The researchers offer a simple model to predict these chemical patterns in metals, giving engineers further insight as to how metals perform in environments like aerospace, semiconductors and nuclear reactions.
“This is the first paper showing these non-equilibrium states that are retained in the metal,” says Rodrigo Freitas, assistant professor in the Department of Materials Science and Engineering at MIT.
“Right now, this chemical order is not something we’re controlling for or paying attention to when we manufacture metals.”
The research team initially set out to investigate how fast elements mix during metal processing. The team hoped that by finding the point at which the chemical composition of metals is completely uniform, they could design simple alloys with different atomic orders.
However, as Freitas and the team continued to observe the mixing process, they realised the alloys never reached a fully random state.
“You can never completely randomise the atoms in a metal. It doesn’t matter how you process it,” says Freitas.
The team set out to find an explanation by creating a model that predicts how atoms will behave under certain conditions. They used a machine-learning technique to observe how over a million atoms moved and organised themselves in the metal manufacturing process.
“The first thing we did was to deform a piece of metal,” says Freitas.
“We did that and we tracked chemical order. The thought was as you deform the material, its chemical bonds are broken and that randomises the system. These violent manufacturing processes essentially shuffle the atoms.”
However, no matter how deformed the metals were, the atoms were never truly ordered randomly.
They used statistical models to quantify how the atoms arranged themselves in the metal. Some of the chemical patterns they found had never been seen outside of manufacturing processes.
Eventually, their model revealed an explanation for their findings.
“These defects have chemical preferences that guide how they move,” Freitas says.
“They look for low energy pathways, so given a choice between breaking chemical bonds, they tend to break the weakest bonds, and it’s not completely random.”
These findings have been published in Nature Communications.
“This is very exciting because it’s a non-equilibrium state. It’s not something you’d see naturally occurring in materials. It’s the same way our bodies live in non-equilibrium. The temperature outside is always hotter or colder than our bodies, and we’re maintaining that steady state equilibrium to stay alive,” says Freitas.

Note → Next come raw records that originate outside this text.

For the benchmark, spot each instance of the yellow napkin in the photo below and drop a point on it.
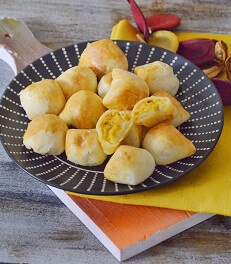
(208, 188)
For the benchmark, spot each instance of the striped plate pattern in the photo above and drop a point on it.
(197, 94)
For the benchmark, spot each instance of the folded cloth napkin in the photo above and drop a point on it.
(208, 188)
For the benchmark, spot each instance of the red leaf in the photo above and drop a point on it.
(224, 89)
(198, 51)
(163, 21)
(139, 19)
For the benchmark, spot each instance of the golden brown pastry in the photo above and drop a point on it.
(83, 109)
(77, 78)
(159, 76)
(104, 84)
(134, 136)
(181, 115)
(43, 97)
(46, 134)
(83, 147)
(167, 144)
(129, 165)
(112, 128)
(153, 110)
(103, 56)
(125, 91)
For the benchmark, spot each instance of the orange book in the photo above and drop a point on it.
(126, 230)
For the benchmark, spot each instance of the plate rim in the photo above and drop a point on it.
(123, 192)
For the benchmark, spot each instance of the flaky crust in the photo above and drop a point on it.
(83, 148)
(104, 84)
(75, 79)
(46, 134)
(83, 109)
(181, 115)
(167, 144)
(129, 165)
(103, 56)
(125, 91)
(43, 97)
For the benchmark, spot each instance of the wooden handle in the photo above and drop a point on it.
(19, 41)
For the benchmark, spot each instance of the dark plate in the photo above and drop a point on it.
(197, 94)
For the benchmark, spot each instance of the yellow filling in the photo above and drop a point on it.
(147, 106)
(112, 125)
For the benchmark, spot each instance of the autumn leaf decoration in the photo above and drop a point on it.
(212, 57)
(153, 23)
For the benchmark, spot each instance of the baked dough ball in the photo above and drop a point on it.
(46, 134)
(129, 165)
(112, 128)
(83, 109)
(77, 78)
(104, 84)
(103, 56)
(134, 137)
(159, 76)
(83, 148)
(167, 144)
(153, 110)
(181, 115)
(43, 97)
(125, 91)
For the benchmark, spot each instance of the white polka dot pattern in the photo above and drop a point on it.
(197, 94)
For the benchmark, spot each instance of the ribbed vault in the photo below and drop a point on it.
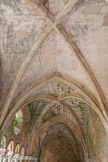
(54, 69)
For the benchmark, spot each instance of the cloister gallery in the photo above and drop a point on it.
(54, 80)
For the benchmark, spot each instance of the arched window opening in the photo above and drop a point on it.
(3, 143)
(18, 122)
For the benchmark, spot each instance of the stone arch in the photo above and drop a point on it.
(18, 122)
(87, 98)
(49, 123)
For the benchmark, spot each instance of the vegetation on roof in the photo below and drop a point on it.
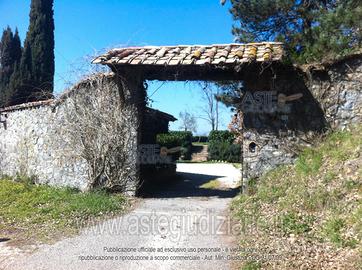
(311, 30)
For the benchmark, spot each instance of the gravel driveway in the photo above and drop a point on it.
(181, 226)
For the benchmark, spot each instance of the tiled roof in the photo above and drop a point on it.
(218, 55)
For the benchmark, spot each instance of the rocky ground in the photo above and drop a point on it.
(179, 224)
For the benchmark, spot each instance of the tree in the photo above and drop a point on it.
(10, 54)
(211, 104)
(310, 29)
(188, 121)
(36, 69)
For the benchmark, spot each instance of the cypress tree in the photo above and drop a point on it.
(311, 30)
(10, 54)
(37, 62)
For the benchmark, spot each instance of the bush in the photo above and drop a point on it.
(177, 138)
(221, 136)
(200, 139)
(221, 146)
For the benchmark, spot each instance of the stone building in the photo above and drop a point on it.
(37, 137)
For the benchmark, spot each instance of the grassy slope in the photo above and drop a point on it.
(29, 212)
(309, 213)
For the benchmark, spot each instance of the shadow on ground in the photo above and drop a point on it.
(185, 185)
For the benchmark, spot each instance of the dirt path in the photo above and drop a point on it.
(180, 226)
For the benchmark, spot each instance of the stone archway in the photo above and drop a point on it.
(259, 65)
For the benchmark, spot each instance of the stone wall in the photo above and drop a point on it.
(47, 141)
(338, 88)
(32, 145)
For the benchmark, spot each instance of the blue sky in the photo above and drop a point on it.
(85, 28)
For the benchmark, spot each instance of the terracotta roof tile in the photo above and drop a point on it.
(223, 54)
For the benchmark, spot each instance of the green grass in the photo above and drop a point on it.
(251, 266)
(200, 143)
(213, 184)
(39, 209)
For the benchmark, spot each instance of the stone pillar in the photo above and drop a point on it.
(133, 93)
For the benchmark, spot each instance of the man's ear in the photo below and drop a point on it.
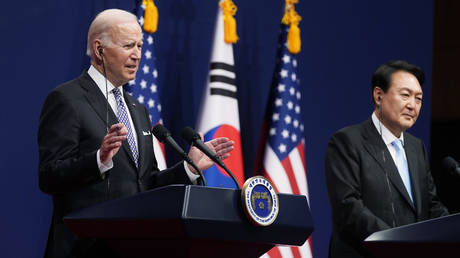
(378, 95)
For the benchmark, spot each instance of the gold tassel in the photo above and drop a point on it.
(229, 9)
(150, 16)
(292, 18)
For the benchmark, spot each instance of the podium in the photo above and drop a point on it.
(438, 237)
(190, 221)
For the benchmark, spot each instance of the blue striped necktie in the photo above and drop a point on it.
(401, 164)
(123, 118)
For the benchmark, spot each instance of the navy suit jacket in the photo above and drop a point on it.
(365, 189)
(71, 129)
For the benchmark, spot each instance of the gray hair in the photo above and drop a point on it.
(101, 25)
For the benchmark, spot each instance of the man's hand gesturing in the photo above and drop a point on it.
(112, 142)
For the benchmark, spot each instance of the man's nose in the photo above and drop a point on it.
(136, 54)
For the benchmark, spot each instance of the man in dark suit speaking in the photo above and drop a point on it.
(95, 142)
(378, 175)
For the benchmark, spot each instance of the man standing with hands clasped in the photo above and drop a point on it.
(91, 151)
(377, 174)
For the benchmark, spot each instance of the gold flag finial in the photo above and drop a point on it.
(229, 9)
(292, 18)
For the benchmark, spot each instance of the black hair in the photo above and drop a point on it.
(382, 76)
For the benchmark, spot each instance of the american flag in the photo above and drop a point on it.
(145, 86)
(281, 156)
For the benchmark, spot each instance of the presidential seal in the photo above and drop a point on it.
(260, 201)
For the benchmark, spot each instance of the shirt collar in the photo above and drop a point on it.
(99, 79)
(387, 136)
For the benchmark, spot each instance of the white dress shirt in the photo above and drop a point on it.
(388, 137)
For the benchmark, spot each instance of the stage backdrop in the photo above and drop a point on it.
(43, 44)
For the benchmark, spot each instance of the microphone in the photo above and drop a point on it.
(193, 138)
(451, 165)
(164, 136)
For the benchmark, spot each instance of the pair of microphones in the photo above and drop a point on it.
(194, 139)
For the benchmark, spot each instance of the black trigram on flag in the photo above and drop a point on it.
(222, 80)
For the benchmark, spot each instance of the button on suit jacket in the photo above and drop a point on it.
(71, 129)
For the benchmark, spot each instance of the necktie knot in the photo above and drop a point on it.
(397, 144)
(117, 94)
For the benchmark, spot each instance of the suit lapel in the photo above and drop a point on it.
(377, 148)
(97, 100)
(411, 155)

“That’s why these states exist in metal: the balance between an internal push toward disorder plus this ordering tendency of breaking certain bonds that are always weaker than others.”
Freitas is hopeful that their model could help explain other unexplained findings about metallic properties.
“You can think of areas where you need very optimised alloys, like aerospace,” Freitas says.
“Understanding how atoms actually shuffle and mix in those processes is crucial, because it’s the key to gaining strength while still keeping the low density. So, this could be a huge deal for them.”
The team has now set their sights on further investigating these chemical patterns across a variety of different manufacturing environments.
“My favourite part of this project is how non-intuitive the findings are,” says Freitas.
“The fact that you cannot completely mix something together, people didn’t see that coming.”